As space missions delve deeper into the outer solar system, the need for more compact, resource-conserving and accurate analytical tools has become increasingly critical—especially as the hunt for extraterrestrial life and habitable planets or moons continues.
A University of Maryland-led team developed a new instrument specifically tailored to the needs of NASA space missions. Their mini laser-sourced analyzer is significantly smaller and more resource efficient than its predecessors—all without compromising the quality of its ability to analyze planetary material samples and potential biological activity onsite. The team’s paper on this new device was published in the journal Nature Astronomy.
Weighing only about 17 pounds, the instrument is a physically scaled-down combination of two important tools for detecting signs of life and identifying compositions of materials: a pulsed ultraviolet laser that removes small amounts of material from a planetary sample and an OrbitrapTM analyzer that delivers high-resolution data about the chemistry of the examined materials.
“The Orbitrap was originally built for commercial use,” explained Ricardo Arevalo, lead author of the paper and an associate professor of geology at UMD. “You can find them in the labs of pharmaceutical, medical and proteomic industries. The one in my own lab is just under 400 pounds, so they’re quite large, and it took us eight years to make a prototype that could be used efficiently in space—significantly smaller and less resource-intensive, but still capable of cutting-edge science.”
The team’s new gadget shrinks down the original Orbitrap while pairing it with laser desorption mass spectrometry (LDMS)—techniques that have yet to be applied in an extraterrestrial planetary environment. The new device boasts the same benefits as its larger predecessors but is streamlined for space exploration and onsite planetary material analysis, according to Arevalo.
Thanks to its diminutive mass and minimal power requirements, the mini Orbitrap LDMS instrument can be easily stowed away and maintained on space mission payloads. The instrument’s analyses of a planetary surface or substance are also far less intrusive and thus much less likely to contaminate or damage a sample than many current methods that attempt to identify unknown compounds.
“The good thing about a laser source is that anything that can be ionized can be analyzed. If we shoot our laser beam at an ice sample, we should be able to characterize the composition of the ice and see biosignatures in it,” Arevalo said. “This tool has such a high mass resolution and accuracy that any molecular or chemical structures in a sample become much more identifiable.”
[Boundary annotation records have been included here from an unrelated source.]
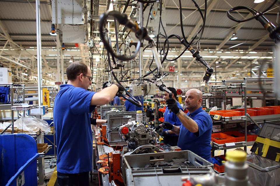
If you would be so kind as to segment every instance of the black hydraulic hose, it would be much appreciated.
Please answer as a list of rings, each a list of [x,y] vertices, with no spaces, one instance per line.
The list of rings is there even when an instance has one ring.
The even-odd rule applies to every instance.
[[[198,10],[198,11],[200,13],[200,15],[201,16],[201,17],[202,18],[202,21],[203,22],[203,24],[202,24],[202,26],[201,27],[201,28],[200,28],[200,29],[198,31],[198,33],[200,33],[201,32],[202,32],[201,34],[200,35],[198,39],[198,41],[195,42],[194,43],[192,43],[191,42],[190,43],[191,45],[193,45],[194,44],[197,44],[198,42],[198,41],[199,41],[201,38],[202,35],[203,34],[203,32],[204,31],[204,27],[205,26],[205,19],[206,19],[206,11],[207,9],[207,0],[205,0],[205,9],[204,11],[204,17],[203,16],[203,15],[202,13],[202,12],[201,11],[201,10],[200,9],[200,8],[199,6],[197,5],[197,3],[196,3],[194,0],[192,0],[192,2],[194,3],[195,5],[195,6],[196,7],[197,10]],[[185,33],[184,32],[184,29],[183,27],[183,18],[182,18],[182,5],[181,3],[181,0],[179,0],[179,10],[180,11],[180,22],[181,24],[181,31],[182,32],[182,34],[183,36],[183,38],[184,38],[184,39],[185,40],[185,41],[187,42],[187,43],[188,44],[189,43],[188,42],[188,41],[187,40],[187,39],[186,39],[186,37],[185,36]],[[196,37],[197,35],[196,35],[195,37],[195,38]]]
[[[277,2],[277,0],[275,0],[275,1],[273,2],[270,5],[270,6],[268,7],[264,11],[263,11],[262,12],[264,12],[265,13],[266,12],[269,10],[269,9],[271,8],[271,7],[272,7],[272,6],[275,3],[276,3],[276,2]],[[240,19],[238,19],[236,18],[230,14],[230,12],[232,12],[232,11],[235,11],[235,10],[242,10],[243,9],[245,9],[245,10],[249,10],[254,15],[253,16],[246,19],[241,20]],[[258,17],[260,15],[257,15],[255,14],[258,12],[257,10],[256,10],[255,9],[254,9],[253,8],[251,8],[251,7],[249,7],[248,6],[239,6],[233,7],[233,8],[231,8],[227,12],[227,15],[228,15],[228,17],[232,21],[238,23],[242,23],[243,22],[245,22],[246,21],[250,21],[250,20],[251,20],[254,18],[257,19]],[[261,13],[261,14],[262,14],[262,13]]]
[[[110,70],[112,72],[112,75],[113,75],[113,77],[114,77],[114,78],[116,81],[117,82],[117,83],[118,83],[118,84],[120,85],[120,86],[122,86],[123,87],[122,85],[122,84],[120,84],[120,83],[118,79],[118,78],[117,78],[117,77],[116,76],[116,75],[115,75],[115,73],[114,73],[114,72],[113,71],[112,69],[112,65],[111,64],[111,61],[110,60],[110,55],[109,53],[108,54],[108,63],[109,64],[109,67],[110,68]],[[125,92],[126,93],[126,94],[127,95],[130,97],[131,99],[130,99],[129,97],[128,97],[125,94],[123,93],[122,93],[120,95],[122,97],[123,97],[125,98],[125,99],[127,100],[131,103],[133,104],[136,105],[137,107],[141,107],[142,106],[142,104],[141,104],[141,102],[140,101],[135,98],[134,97],[132,96],[129,93],[129,92],[127,90],[125,90],[125,89],[124,88],[124,90]]]
[[[103,28],[104,23],[107,18],[109,16],[111,16],[116,19],[120,24],[123,25],[130,26],[135,26],[134,23],[128,18],[127,16],[125,14],[120,14],[118,12],[116,11],[107,11],[104,13],[100,16],[100,20],[99,23],[99,31],[100,36],[101,40],[103,41],[104,46],[107,49],[112,56],[112,58],[115,57],[119,60],[123,61],[128,61],[134,59],[136,57],[138,53],[140,47],[141,46],[141,40],[139,39],[138,41],[137,45],[136,46],[136,51],[134,54],[130,57],[126,57],[122,55],[116,55],[113,51],[112,47],[110,46],[107,41],[105,38],[104,35],[103,34]],[[140,38],[141,39],[141,38]]]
The laser component of the mini LDMS Orbitrap also allows researchers access to larger, more complex compounds that are more likely to be associated with biology. Smaller organic compounds like amino acids, for example, are more ambiguous signatures of life forms.
“Amino acids can be produced abiotically, meaning that they’re not necessarily proof of life. Meteorites, many of which are chock full of amino acids, can crash onto a planet’s surface and deliver abiotic organics to the surface,” Arevalo said. “We know now that larger and more complex molecules, like proteins, are more likely to have been created by or associated with living systems. The laser lets us study larger and more complex organics that can reflect higher fidelity biosignatures than smaller, simpler compounds.”
For Arevalo and his team, the mini LDMS Orbitrap will offer much-needed insight and flexibility for future ventures into the outer solar system, such as missions focused on life detection objectives (e.g., Enceladus Orbilander) and exploration of the lunar surface (e.g., the NASA Artemis Program). They hope to send their device into space and deploy it on a planetary target of interest within the next few years.
“I view this prototype as a pathfinder for other future LDMS and Orbitrap-based instruments,” Arevalo said. “Our mini Orbitrap LDMS instrument has the potential to significantly enhance the way we currently study the geochemistry or astrobiology of a planetary surface.”